L’influence égyptienne
Shlomo Brom, un ancien directeur de la planification stratégique de l’armée israélienne, a déclaré que les États-Unis n’avaient pas d’autre choix que de se retenir en l’absence de l’influence sur le Hamas. “Les Etats-Unis n’ont pas beaucoup de pouvoir parce qu’ils n’ont pas d’influence sur le Hamas” a déclaré Brom, maintenant à la tête du programme sur les relations israélo-palestiniennes à l’Institut d’Israël pour les études de sécurité nationale.
Aaron David Miller, un ancien négociateur en chef des États-Unis au Moyen-Orient, a écrit que la retenue fait sens pour l’instant pour les États-Unis car intervenir et traiter avec le Hamas d’égal à égal casserait leur lien avec leur interlocuteur préféré, Mahmoud Abbas. “Il s’agit de la pire espèce de guerre”, a déclaré Ziad Asali, président de l’American Task Force sur la Palestine, “où rien n’est prévu ou conçu par le leadership mais où peu à peu la logique est entraînée par des forces passionnés.”Brom estime que des rivaux du Hamas, bien plus extrémistes que lui, l’ont acculé à l’escalade.

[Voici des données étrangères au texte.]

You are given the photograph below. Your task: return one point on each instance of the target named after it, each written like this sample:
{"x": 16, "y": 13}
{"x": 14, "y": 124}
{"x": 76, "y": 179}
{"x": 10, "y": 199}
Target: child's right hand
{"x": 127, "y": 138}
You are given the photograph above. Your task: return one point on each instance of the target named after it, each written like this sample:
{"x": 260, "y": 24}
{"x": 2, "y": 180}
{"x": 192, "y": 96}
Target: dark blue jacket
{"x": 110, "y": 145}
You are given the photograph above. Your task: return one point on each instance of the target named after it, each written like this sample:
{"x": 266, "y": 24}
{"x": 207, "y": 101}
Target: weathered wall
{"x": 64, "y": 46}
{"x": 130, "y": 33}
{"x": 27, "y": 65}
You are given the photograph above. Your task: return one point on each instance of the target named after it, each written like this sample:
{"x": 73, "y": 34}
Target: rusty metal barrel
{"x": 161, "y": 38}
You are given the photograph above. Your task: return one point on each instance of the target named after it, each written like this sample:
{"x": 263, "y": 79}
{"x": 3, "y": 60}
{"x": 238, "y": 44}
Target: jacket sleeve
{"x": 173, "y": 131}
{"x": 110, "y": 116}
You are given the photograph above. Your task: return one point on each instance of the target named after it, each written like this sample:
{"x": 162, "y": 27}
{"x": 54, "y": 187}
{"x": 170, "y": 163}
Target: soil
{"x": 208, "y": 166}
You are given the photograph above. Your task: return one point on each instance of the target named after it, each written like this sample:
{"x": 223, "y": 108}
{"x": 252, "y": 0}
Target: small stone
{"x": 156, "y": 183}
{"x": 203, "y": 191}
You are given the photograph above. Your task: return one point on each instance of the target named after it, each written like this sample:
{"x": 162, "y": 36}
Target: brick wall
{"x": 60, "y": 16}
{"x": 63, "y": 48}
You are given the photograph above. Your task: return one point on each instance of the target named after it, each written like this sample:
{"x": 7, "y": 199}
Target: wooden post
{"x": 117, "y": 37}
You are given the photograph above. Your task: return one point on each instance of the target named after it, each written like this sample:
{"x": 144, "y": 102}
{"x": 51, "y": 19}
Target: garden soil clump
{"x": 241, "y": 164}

De son côté, le chef du gouvernement israélien Benyamin Netanhayu demande à l’armée de faire payer le prix fort au Hamas. Le cabinet a décidé d’une opération militaire modulaire, par étapes progressives. Des messages, indique-t-on, ont été transmis par l’intermédiaire de l’Egypte aux dirigeants du Hamas pour leur permettre de faire machine arrière. La question, bien sûr, est de savoir si l’armée israélienne a l’intention de lancer une offensive terrestre qui pourrait coûter cher en vies humaines. Selon un sondage, 47 % des israéliens s’y opposent.